Greenlight advises businesses that have recently lost rankings to identify their affected pages and then search Google for some short snippets of text from the pages, encapsulated in quotes.  If the page does not rank first, or at all, that is a strong signal the problem could be duplicate content-related.
 
If firms have noticed any significant changes in their online rankings since this Monday which do not recover by the next few days, that would be suggestive of their not being normal or typical temporary ranking fluctuations. It is possible their site has been affected by the update.

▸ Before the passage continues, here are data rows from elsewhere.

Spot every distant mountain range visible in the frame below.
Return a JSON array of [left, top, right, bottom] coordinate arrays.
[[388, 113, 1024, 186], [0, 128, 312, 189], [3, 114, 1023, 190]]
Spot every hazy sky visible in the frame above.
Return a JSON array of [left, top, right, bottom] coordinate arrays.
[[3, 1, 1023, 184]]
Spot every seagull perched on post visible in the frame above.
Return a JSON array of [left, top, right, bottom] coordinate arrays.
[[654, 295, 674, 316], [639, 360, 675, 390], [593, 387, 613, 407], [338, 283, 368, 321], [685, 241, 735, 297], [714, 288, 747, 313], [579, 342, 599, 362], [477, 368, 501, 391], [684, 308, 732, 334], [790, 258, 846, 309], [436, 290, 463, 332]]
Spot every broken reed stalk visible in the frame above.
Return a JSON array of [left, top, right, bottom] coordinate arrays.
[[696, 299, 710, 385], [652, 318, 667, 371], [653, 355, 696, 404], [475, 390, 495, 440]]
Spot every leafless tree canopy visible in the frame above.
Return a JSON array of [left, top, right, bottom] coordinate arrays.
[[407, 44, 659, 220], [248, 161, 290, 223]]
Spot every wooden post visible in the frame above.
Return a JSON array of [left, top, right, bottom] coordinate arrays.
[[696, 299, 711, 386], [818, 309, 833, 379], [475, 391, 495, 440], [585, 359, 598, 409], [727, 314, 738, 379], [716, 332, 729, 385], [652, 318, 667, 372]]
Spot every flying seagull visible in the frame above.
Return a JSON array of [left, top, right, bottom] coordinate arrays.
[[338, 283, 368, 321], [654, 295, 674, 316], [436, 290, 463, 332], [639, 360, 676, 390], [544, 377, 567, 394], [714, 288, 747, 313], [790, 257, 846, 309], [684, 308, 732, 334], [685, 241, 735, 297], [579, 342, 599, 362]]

This will be either because the site's content is not entirely original, in which case it will need to take steps to correct this.
 
Alternatively it could be as a result someone else having the respective site's content and Google mistakenly assuming their site is the original source.  In this case, the respective sites' appeal options are limited, and it is often easier to change the content anyway.''
 
What next?
Because search engines base their judgement of what is unique on the content of the page, the order in which duplicates were discovered, and volume and quality of links and citations, Greenlight's Bunn advises that the best way to insulate against any future steps search engines may take against duplicate content is for sites to ensure their pages:

* have a sufficient amount of original text content, supported by images, videos and other multimedia as appropriate. 

* are rapidly indexed by the search engines.  To achieve this the site should be regularly linked to, necessitating some kind of link acquisition strategy, and new pages should be submitted to the engines via XML sitemaps and featured on the homepage or another highly authoritative hub page in the respective site (such as a category homepage) until they have been indexed.  If the site has a blog, make sure it pings the search engines when a new post is published (most do), and then use the blog to publish or link to new content on the site. 

* are linked to and / or cited directly by third party sites.  Since it is rarely practical or economical to actively link build for every page in a site, consideration should be given regularly as to why someone/a third party would naturally link to the site's pages or share them on Twitter, for example.  If a firm/site cannot think of a good reason, it may need to go back to the drawing board.

 ''This problem (low-value and duplicate content) is one of such perpetual nature that the search engines are sure to revisit it again in the future.''